Shadow Entitiespreparation shadow entities
In an effort to remove “noise” from your CluedIn data, we have the idea of “Shadow Entities”. A Shadow entity is a record that exists in the datastores but has been flagged as a record that will be hidden from the results in your data access layers of CluedIn. This is based off the “Eventual Connectivity” pattern in that this Shadow Entity may turn into a real Entity when it is exposed to new and more data.
If you find that you are ingesting data and you expect a result to show up in the search catalog (and it does not), chances are it is a Shadow Entity. Shadow Entities are usually constructed from “Unstructured Text” i.e. we have a reference to a Person or Company that is only a “soft” reference.
Shadow Entities are also constructed when the “Eventual Connectivity” patterns constructs an edge to an Entity via an Entity Code and that Entity Code doesn’t not exist in any other data source yet.
The Shadow Entity Center is the User Interface that CluedIn provides in which a Data Steward can manually link Shadow Entities to Entities. The main use-case of this is when we find a “soft” reference to a Person or Company in unstructured text and the Data Steward knows the exact Entity that this can be linked to or merged with.
The idea behind a Shadow Entity is key to our Data Integration Pattern (Eventual Connectivity). Think of it like a placeholder to a reference that doesn’t exist yet - but we think it will in the future.
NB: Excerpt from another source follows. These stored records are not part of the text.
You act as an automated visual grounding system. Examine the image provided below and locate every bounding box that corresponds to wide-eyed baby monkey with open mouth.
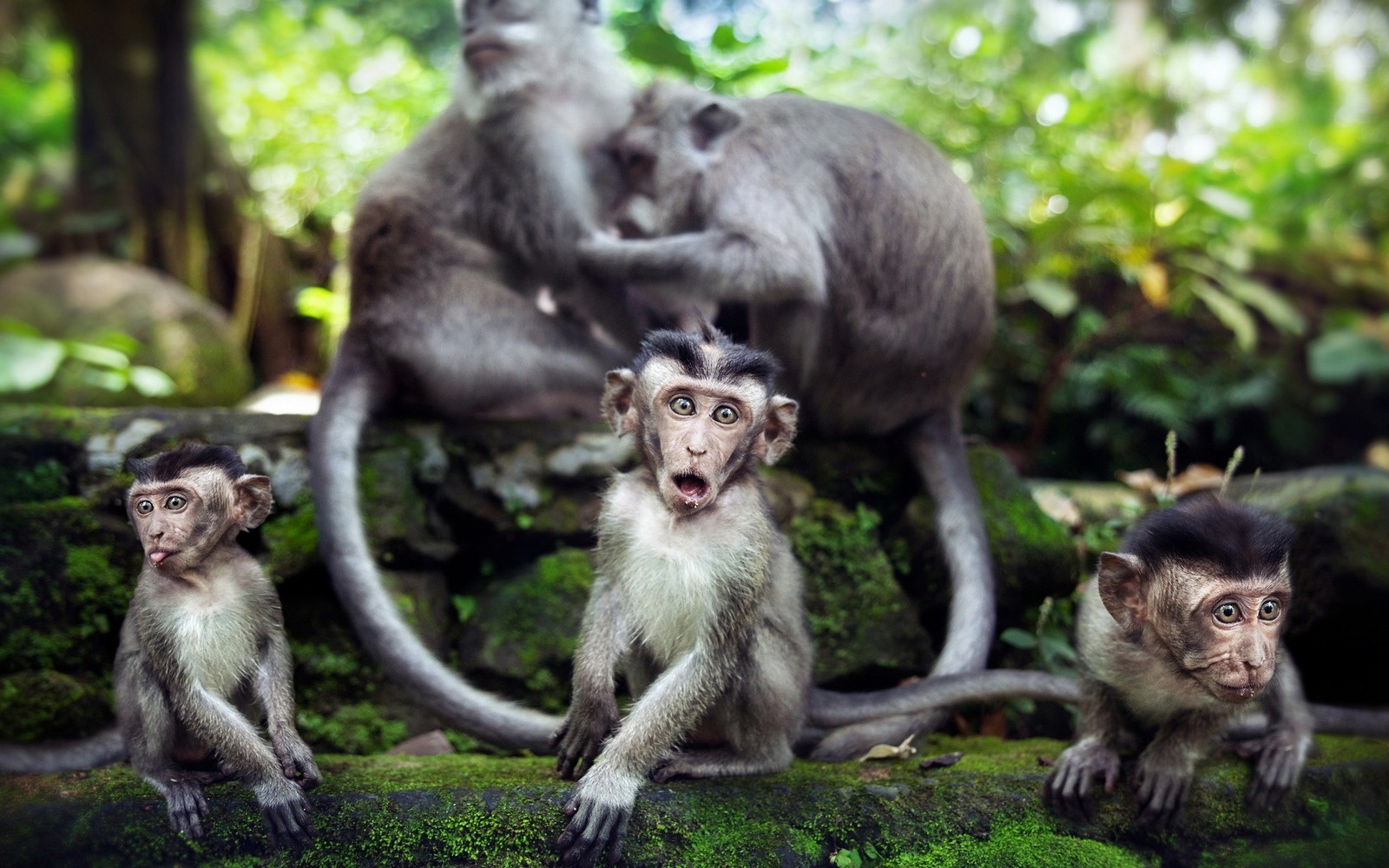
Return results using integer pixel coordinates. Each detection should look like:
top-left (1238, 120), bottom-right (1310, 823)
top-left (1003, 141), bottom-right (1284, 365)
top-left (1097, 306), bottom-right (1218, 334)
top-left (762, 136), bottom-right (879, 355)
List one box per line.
top-left (554, 324), bottom-right (811, 865)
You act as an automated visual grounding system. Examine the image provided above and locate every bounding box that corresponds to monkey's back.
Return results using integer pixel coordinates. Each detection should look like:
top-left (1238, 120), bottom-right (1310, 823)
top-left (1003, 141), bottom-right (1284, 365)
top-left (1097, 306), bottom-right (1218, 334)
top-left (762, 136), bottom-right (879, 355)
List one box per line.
top-left (711, 95), bottom-right (995, 433)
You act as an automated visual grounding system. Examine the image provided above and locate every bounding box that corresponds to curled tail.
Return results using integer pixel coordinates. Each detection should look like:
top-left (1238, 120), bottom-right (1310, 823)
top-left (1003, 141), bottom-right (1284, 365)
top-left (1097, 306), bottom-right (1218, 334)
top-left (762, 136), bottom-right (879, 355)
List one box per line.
top-left (310, 348), bottom-right (560, 752)
top-left (811, 408), bottom-right (995, 762)
top-left (0, 727), bottom-right (130, 773)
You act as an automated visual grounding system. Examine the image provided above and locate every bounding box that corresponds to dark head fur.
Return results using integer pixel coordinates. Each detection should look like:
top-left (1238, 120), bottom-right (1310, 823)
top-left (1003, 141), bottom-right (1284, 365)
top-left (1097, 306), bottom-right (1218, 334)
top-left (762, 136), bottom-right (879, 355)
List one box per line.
top-left (1122, 497), bottom-right (1297, 579)
top-left (632, 321), bottom-right (780, 394)
top-left (125, 443), bottom-right (246, 484)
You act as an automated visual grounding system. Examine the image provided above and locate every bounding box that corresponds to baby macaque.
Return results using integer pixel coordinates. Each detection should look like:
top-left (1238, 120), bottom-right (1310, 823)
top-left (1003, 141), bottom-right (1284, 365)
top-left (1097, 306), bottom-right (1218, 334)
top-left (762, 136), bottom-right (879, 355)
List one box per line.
top-left (115, 444), bottom-right (321, 845)
top-left (554, 322), bottom-right (811, 865)
top-left (1043, 497), bottom-right (1313, 826)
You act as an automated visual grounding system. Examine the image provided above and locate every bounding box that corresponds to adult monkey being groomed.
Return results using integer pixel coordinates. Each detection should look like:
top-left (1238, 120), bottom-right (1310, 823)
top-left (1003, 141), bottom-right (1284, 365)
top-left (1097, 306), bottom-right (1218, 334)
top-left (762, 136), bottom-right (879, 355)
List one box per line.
top-left (579, 85), bottom-right (995, 760)
top-left (310, 0), bottom-right (635, 748)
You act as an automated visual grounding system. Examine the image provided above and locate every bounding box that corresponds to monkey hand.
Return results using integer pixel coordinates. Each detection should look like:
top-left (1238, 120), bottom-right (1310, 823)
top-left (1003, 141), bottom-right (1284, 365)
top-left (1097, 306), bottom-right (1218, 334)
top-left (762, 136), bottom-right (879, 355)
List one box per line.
top-left (1135, 745), bottom-right (1195, 829)
top-left (271, 732), bottom-right (324, 792)
top-left (554, 773), bottom-right (642, 868)
top-left (164, 778), bottom-right (207, 838)
top-left (1248, 727), bottom-right (1311, 811)
top-left (550, 697), bottom-right (621, 780)
top-left (255, 769), bottom-right (317, 850)
top-left (1042, 739), bottom-right (1120, 821)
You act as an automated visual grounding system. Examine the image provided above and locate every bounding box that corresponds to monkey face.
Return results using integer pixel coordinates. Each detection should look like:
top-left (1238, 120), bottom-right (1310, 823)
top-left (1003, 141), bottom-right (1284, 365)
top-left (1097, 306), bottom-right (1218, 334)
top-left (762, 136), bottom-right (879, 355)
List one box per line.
top-left (127, 468), bottom-right (232, 575)
top-left (1175, 579), bottom-right (1290, 703)
top-left (609, 83), bottom-right (741, 236)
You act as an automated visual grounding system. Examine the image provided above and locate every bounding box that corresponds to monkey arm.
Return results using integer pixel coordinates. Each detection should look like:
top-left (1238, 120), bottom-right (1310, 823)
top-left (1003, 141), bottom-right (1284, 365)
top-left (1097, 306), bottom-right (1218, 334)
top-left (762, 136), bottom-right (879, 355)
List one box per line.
top-left (578, 227), bottom-right (828, 304)
top-left (550, 574), bottom-right (628, 779)
top-left (252, 621), bottom-right (324, 790)
top-left (1044, 676), bottom-right (1123, 818)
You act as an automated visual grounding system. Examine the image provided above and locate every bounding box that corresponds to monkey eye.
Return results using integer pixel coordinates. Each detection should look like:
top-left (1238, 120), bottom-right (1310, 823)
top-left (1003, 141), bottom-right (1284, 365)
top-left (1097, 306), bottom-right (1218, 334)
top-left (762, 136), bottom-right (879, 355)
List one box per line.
top-left (1214, 602), bottom-right (1239, 623)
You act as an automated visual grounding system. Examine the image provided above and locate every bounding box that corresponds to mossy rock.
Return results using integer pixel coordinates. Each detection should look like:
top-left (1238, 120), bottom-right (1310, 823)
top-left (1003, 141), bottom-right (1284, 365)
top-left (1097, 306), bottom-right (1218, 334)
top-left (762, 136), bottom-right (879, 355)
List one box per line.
top-left (789, 498), bottom-right (932, 683)
top-left (0, 497), bottom-right (143, 683)
top-left (458, 547), bottom-right (593, 711)
top-left (0, 738), bottom-right (1389, 868)
top-left (896, 446), bottom-right (1082, 625)
top-left (0, 257), bottom-right (252, 407)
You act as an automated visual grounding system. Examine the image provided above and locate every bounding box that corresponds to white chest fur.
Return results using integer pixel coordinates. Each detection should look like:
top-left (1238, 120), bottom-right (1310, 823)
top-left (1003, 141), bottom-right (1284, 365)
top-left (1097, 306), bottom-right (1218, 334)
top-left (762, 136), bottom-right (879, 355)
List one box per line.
top-left (609, 477), bottom-right (764, 667)
top-left (175, 583), bottom-right (260, 699)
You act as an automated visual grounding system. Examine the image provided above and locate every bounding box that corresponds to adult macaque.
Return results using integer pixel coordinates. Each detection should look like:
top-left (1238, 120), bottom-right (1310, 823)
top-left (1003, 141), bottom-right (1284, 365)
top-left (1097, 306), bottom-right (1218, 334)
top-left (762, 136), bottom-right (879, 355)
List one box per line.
top-left (579, 85), bottom-right (995, 759)
top-left (1043, 498), bottom-right (1314, 826)
top-left (310, 0), bottom-right (635, 748)
top-left (554, 326), bottom-right (811, 865)
top-left (0, 444), bottom-right (322, 845)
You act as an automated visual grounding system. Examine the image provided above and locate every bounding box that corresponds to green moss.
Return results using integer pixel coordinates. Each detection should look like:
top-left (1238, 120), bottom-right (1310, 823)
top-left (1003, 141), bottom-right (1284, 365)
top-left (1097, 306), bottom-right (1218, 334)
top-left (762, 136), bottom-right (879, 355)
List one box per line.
top-left (464, 547), bottom-right (593, 711)
top-left (296, 703), bottom-right (408, 754)
top-left (0, 497), bottom-right (142, 679)
top-left (0, 671), bottom-right (111, 741)
top-left (261, 490), bottom-right (318, 582)
top-left (789, 498), bottom-right (931, 682)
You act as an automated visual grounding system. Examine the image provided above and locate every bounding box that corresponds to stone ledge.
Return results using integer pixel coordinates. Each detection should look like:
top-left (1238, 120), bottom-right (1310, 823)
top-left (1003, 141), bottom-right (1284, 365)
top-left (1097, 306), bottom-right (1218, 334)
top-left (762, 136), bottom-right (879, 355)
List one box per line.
top-left (0, 736), bottom-right (1389, 868)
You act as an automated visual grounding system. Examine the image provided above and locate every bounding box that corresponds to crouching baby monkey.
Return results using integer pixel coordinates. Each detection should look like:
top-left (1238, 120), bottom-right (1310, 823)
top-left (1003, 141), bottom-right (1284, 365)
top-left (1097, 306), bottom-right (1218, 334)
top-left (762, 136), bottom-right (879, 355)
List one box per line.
top-left (579, 85), bottom-right (995, 760)
top-left (554, 324), bottom-right (811, 865)
top-left (115, 444), bottom-right (321, 845)
top-left (1043, 498), bottom-right (1314, 826)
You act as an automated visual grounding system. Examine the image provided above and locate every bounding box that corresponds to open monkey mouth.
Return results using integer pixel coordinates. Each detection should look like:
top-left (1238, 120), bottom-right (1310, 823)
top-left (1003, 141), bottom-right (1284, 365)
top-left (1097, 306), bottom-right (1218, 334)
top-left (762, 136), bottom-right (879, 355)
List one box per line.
top-left (671, 470), bottom-right (708, 507)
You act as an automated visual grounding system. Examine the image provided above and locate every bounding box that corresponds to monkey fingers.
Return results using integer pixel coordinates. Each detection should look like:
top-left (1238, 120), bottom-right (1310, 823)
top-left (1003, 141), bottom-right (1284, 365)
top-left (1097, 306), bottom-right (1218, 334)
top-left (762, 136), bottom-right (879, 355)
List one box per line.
top-left (1042, 743), bottom-right (1120, 821)
top-left (1248, 733), bottom-right (1304, 811)
top-left (165, 779), bottom-right (207, 838)
top-left (261, 793), bottom-right (314, 850)
top-left (554, 796), bottom-right (632, 868)
top-left (271, 736), bottom-right (324, 790)
top-left (1137, 764), bottom-right (1192, 829)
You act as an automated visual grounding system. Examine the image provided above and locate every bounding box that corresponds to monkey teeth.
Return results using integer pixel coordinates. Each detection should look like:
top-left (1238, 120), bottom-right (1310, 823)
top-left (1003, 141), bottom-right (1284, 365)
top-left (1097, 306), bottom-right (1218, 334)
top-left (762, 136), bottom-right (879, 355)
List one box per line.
top-left (671, 474), bottom-right (708, 505)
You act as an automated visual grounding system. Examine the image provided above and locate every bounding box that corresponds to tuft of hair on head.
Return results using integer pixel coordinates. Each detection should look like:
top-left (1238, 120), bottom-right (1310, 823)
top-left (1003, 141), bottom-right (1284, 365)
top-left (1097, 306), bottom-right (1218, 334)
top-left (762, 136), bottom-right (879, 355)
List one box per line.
top-left (632, 323), bottom-right (780, 394)
top-left (1122, 496), bottom-right (1297, 579)
top-left (125, 443), bottom-right (246, 484)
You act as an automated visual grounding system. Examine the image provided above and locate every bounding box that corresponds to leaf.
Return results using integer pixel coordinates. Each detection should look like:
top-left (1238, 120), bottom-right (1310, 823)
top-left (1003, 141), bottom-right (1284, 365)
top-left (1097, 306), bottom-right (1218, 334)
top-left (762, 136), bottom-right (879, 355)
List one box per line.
top-left (998, 627), bottom-right (1037, 651)
top-left (1307, 329), bottom-right (1389, 385)
top-left (1024, 278), bottom-right (1079, 319)
top-left (129, 365), bottom-right (176, 398)
top-left (0, 332), bottom-right (67, 391)
top-left (1224, 273), bottom-right (1307, 335)
top-left (1196, 187), bottom-right (1254, 220)
top-left (1190, 279), bottom-right (1259, 352)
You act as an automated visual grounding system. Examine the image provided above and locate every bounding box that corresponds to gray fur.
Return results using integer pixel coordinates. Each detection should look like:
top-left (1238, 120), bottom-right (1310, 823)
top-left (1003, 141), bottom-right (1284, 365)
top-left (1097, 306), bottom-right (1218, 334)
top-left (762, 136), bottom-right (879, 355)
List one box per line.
top-left (554, 327), bottom-right (811, 865)
top-left (310, 0), bottom-right (636, 750)
top-left (579, 85), bottom-right (995, 760)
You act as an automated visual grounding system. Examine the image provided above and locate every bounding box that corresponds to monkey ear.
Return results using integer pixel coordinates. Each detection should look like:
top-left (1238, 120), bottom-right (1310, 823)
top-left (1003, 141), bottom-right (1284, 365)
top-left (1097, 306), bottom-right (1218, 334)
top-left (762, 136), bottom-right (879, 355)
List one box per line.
top-left (753, 394), bottom-right (799, 464)
top-left (690, 102), bottom-right (743, 151)
top-left (599, 368), bottom-right (637, 437)
top-left (232, 474), bottom-right (275, 530)
top-left (1096, 551), bottom-right (1148, 636)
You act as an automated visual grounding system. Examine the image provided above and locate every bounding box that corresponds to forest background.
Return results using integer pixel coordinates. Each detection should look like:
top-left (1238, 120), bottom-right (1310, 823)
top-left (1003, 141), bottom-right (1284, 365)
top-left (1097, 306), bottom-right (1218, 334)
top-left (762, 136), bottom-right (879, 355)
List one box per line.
top-left (0, 0), bottom-right (1389, 477)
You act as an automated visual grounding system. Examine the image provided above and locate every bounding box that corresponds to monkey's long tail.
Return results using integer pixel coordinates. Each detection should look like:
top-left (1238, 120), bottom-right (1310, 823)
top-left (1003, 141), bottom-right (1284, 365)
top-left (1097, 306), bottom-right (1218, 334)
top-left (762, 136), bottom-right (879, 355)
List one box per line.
top-left (0, 727), bottom-right (130, 773)
top-left (310, 348), bottom-right (560, 752)
top-left (811, 408), bottom-right (995, 762)
top-left (806, 669), bottom-right (1081, 733)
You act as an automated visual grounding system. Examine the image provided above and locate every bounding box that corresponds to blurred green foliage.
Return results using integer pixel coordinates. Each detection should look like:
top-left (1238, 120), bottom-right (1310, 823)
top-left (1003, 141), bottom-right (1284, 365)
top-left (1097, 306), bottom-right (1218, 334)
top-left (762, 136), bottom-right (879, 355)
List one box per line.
top-left (0, 0), bottom-right (1389, 477)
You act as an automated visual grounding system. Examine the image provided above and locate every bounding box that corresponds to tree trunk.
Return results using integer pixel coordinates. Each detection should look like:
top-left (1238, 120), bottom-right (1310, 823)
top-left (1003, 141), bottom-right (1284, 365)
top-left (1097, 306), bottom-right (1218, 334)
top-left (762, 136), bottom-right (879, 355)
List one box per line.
top-left (51, 0), bottom-right (317, 379)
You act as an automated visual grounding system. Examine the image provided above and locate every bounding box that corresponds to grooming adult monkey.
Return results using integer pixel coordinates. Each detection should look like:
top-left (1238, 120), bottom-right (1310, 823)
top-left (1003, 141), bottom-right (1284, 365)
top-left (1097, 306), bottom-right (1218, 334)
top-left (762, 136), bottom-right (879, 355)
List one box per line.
top-left (579, 85), bottom-right (995, 759)
top-left (554, 325), bottom-right (811, 865)
top-left (310, 0), bottom-right (635, 748)
top-left (0, 444), bottom-right (321, 845)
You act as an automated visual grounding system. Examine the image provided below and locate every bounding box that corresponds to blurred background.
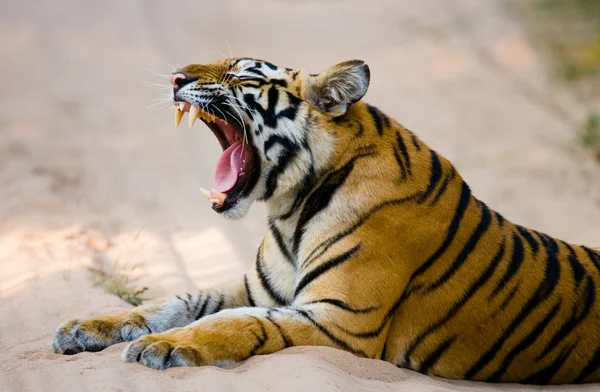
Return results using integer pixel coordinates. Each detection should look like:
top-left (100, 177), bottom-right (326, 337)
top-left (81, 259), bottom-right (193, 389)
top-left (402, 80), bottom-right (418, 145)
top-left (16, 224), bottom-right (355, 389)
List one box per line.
top-left (0, 0), bottom-right (600, 344)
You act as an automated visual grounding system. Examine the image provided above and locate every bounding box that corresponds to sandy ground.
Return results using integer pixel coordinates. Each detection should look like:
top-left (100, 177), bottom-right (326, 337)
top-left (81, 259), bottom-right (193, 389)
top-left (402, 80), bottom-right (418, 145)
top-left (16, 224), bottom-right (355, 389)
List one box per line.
top-left (0, 0), bottom-right (600, 391)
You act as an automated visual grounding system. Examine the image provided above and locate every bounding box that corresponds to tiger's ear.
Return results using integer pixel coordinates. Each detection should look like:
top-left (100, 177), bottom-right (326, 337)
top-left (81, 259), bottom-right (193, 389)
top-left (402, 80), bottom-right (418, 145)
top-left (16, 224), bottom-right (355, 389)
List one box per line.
top-left (304, 60), bottom-right (371, 117)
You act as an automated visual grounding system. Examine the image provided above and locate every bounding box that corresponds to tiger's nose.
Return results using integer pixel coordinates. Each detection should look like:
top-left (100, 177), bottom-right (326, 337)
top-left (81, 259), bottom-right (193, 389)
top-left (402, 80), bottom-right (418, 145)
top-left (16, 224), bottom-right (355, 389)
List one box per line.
top-left (169, 72), bottom-right (198, 90)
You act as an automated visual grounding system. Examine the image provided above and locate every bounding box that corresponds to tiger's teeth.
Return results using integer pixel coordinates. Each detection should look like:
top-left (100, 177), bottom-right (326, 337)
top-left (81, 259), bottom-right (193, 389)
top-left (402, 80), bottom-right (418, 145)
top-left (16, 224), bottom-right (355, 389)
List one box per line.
top-left (212, 188), bottom-right (227, 205)
top-left (188, 105), bottom-right (200, 128)
top-left (175, 109), bottom-right (183, 128)
top-left (200, 188), bottom-right (212, 200)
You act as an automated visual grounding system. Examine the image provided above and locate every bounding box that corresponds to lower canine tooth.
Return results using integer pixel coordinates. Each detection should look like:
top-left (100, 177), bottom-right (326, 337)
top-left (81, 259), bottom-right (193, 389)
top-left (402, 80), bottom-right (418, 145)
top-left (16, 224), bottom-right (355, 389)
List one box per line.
top-left (200, 188), bottom-right (212, 200)
top-left (212, 188), bottom-right (227, 204)
top-left (188, 105), bottom-right (200, 128)
top-left (175, 109), bottom-right (183, 127)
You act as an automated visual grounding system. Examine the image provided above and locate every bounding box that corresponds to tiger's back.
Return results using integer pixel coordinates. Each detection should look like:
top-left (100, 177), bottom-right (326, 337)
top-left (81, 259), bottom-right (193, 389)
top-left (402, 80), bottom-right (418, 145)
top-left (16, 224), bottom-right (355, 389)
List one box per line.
top-left (53, 58), bottom-right (600, 384)
top-left (326, 105), bottom-right (600, 384)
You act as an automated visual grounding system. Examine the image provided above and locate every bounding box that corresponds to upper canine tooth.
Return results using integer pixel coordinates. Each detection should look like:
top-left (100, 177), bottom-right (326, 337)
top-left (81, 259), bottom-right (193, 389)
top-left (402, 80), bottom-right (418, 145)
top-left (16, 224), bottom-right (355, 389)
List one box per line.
top-left (212, 188), bottom-right (227, 205)
top-left (200, 188), bottom-right (212, 200)
top-left (188, 105), bottom-right (200, 128)
top-left (175, 109), bottom-right (183, 127)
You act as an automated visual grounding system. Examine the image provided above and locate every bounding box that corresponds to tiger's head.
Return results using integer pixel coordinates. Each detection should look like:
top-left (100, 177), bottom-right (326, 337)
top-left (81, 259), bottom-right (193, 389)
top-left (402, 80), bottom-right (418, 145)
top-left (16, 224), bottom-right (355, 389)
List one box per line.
top-left (169, 58), bottom-right (370, 219)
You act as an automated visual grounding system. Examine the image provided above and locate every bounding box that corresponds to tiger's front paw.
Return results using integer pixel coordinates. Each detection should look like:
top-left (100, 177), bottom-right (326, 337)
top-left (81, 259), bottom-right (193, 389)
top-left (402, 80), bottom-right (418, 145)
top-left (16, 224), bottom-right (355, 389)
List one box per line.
top-left (52, 312), bottom-right (151, 355)
top-left (121, 331), bottom-right (204, 370)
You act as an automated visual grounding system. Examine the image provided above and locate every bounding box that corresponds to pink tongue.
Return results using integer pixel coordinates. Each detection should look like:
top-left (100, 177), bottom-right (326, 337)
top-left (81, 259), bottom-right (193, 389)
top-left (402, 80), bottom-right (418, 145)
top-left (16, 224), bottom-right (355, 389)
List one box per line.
top-left (213, 140), bottom-right (244, 193)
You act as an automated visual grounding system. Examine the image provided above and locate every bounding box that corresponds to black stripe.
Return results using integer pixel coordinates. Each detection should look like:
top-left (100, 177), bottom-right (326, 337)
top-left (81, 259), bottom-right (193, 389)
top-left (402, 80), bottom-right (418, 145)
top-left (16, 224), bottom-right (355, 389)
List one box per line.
top-left (294, 243), bottom-right (361, 296)
top-left (265, 309), bottom-right (293, 348)
top-left (354, 123), bottom-right (365, 137)
top-left (244, 275), bottom-right (256, 307)
top-left (500, 282), bottom-right (521, 311)
top-left (175, 293), bottom-right (196, 316)
top-left (417, 336), bottom-right (456, 374)
top-left (292, 148), bottom-right (374, 257)
top-left (411, 181), bottom-right (471, 280)
top-left (396, 132), bottom-right (412, 176)
top-left (573, 347), bottom-right (600, 384)
top-left (488, 233), bottom-right (525, 301)
top-left (250, 316), bottom-right (267, 356)
top-left (269, 219), bottom-right (296, 268)
top-left (195, 293), bottom-right (212, 320)
top-left (263, 135), bottom-right (298, 155)
top-left (426, 201), bottom-right (492, 293)
top-left (430, 168), bottom-right (456, 206)
top-left (535, 276), bottom-right (596, 361)
top-left (486, 301), bottom-right (561, 382)
top-left (562, 242), bottom-right (585, 287)
top-left (276, 148), bottom-right (317, 220)
top-left (419, 150), bottom-right (442, 203)
top-left (392, 147), bottom-right (406, 181)
top-left (256, 244), bottom-right (287, 306)
top-left (404, 242), bottom-right (506, 363)
top-left (581, 246), bottom-right (600, 272)
top-left (500, 282), bottom-right (521, 311)
top-left (306, 298), bottom-right (379, 314)
top-left (301, 194), bottom-right (418, 267)
top-left (379, 340), bottom-right (387, 361)
top-left (523, 341), bottom-right (578, 385)
top-left (517, 226), bottom-right (540, 256)
top-left (406, 129), bottom-right (421, 151)
top-left (294, 309), bottom-right (367, 357)
top-left (465, 245), bottom-right (560, 380)
top-left (211, 293), bottom-right (225, 313)
top-left (367, 105), bottom-right (383, 136)
top-left (494, 211), bottom-right (505, 227)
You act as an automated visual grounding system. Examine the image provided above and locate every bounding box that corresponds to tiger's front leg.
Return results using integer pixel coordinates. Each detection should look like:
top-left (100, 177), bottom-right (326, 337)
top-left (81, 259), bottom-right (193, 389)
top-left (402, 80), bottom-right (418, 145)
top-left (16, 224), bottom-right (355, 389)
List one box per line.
top-left (52, 280), bottom-right (249, 355)
top-left (122, 304), bottom-right (385, 369)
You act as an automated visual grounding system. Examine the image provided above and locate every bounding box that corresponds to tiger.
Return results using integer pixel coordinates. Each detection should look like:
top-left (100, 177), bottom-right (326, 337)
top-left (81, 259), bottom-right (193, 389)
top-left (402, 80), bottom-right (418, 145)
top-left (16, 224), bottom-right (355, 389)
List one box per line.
top-left (52, 58), bottom-right (600, 384)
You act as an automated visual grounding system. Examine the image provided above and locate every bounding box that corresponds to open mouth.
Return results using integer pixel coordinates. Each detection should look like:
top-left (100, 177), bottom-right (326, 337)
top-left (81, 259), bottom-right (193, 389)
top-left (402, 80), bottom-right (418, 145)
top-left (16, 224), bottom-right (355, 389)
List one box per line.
top-left (173, 100), bottom-right (260, 212)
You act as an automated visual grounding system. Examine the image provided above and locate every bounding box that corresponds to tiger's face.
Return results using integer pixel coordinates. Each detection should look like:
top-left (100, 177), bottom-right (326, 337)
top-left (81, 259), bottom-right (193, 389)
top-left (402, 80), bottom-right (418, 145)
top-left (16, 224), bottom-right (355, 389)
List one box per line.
top-left (169, 58), bottom-right (369, 218)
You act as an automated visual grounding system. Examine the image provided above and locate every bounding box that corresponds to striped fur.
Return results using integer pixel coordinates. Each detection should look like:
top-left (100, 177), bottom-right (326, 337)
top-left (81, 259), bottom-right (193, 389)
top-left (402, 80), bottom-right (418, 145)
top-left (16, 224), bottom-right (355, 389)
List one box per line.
top-left (53, 59), bottom-right (600, 384)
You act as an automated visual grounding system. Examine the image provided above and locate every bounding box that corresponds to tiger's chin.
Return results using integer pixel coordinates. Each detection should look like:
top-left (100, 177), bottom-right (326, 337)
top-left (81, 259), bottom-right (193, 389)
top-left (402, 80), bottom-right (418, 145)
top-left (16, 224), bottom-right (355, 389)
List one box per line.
top-left (173, 100), bottom-right (260, 214)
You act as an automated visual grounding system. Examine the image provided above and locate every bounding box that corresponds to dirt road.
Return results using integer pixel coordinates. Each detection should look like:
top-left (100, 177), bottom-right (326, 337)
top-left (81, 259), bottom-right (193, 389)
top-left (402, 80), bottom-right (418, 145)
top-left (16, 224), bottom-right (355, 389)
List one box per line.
top-left (0, 0), bottom-right (600, 391)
A Shadow Entity is “essentially” an Entity Code reference and hence like an Entity Code it will have a Type, Origin and Id. There are many Shadow Entities that will have an Id such as
1234567 Some Guid 82901848093485 These types of Shadow Entities are not the main focus of this Shadow Entity UI tool. The other types of Shadow Entities that are common are references to People and Companies such as:
Sitecore Tim Ward Timothy Ward email@example.com This could be generated from Crawlers, but a majority of the time it is generated from the NER (Named Entity Recognition) process of processing text to try and attempt to find references to “Objects”. CluedIn currently does this for companies, locations, people and a few other object types.
These will also cause Entity Codes but a special type of Entity Code (name Entity Codes) that doesn’t act as a unique reference to an Object. Hence you will have many of these in an account (especially if you crawl files) and they will rarely be able to find a link or merge with another Entity based off these codes. Because of this, a Data Steward will need to manually link these up.
Imagine the situation where there is a reference to a “Tim Ward” or even a “Tim” in a Word document. It is hard, and in some cases close to impossible to know which Tim or Tim Ward you are referring too. If a human was to read the text and see the context then they might be able to tell or have a good guess - but more importantly if someone that is “close” to the data in the Graph might be better to add context around this “Soft reference”. Even better, if we chose 2 or 3 people that are “close” to the data - that between them they could probably agree on who this “Tim” or “Tim Ward” is.
It might be that these 2 or 3 people are not users of the CluedIn platform and hence they will never have the option of adding context because they don’t have access to CluedIn. Because of this CluedIn will choose the next most relevant people in line that DO have a user account in CluedIn, they will be the ones that are sent the data to label.
In the picture above I can explain what needs to be shown on the screen for this to be useful.
1: General Meta Data on the Shadow Entity reference that is “soft”. 2: The name of the Shadow Entity. 3: The text or content where the Shadow Entity reference was found. 4: A list of REAL Entities that are possible matches to the soft reference (you can only choose one) 5: The ability to go to the next, back or skip.
The UI picture is only a quick “mockup” but as you can imagine it would also be nice to be able to:
1: Click on a real entity and see more details. 2: Click on the “Content” (3) and see more details on that Entity (3) 3: See a Graph/Network of the records that are connected to the Entity (3) and even a Shortest Path between the Shadow Entity (1) and the list of REAL entities (4)
To build the UI you will need to use the following backend endpoints
GET [Route("api/v1/shadow/all")] public async Task Get(string entityType, int page, int take)
This will allow you to page through the Shadow Entities, probably 20 at a time. As you can see you can also filter by entityType e.g. “/Organization” but if you don’t specify one then “/Organization” will be chosen by default.
When you select a record (4) and you want to merge it with the Shadow Entity you will want to use the Entity (4) as the Target and the Shadow Entity as the Source and call the Merge endpoint that already exists in the platform and that is in use on the Search page when you click the “Merge” button.
There is no need for delete endpoints as once the merge is finished, that Shadow Entity will no longer be a shadow Entity. You will also notice that in the GET call that I return the TOTAL amount of Shadow Entitles which allows you to serve the data for a Notification on the homescreen but also know how many records you need to page through to finish.
The final question you might have is “How do I get the content for the Content (2) part of the UI?”
For this, we are using the Highlights that come from Elastic Search to allow you to see where we found a reference to this person. This comes back in the GET response.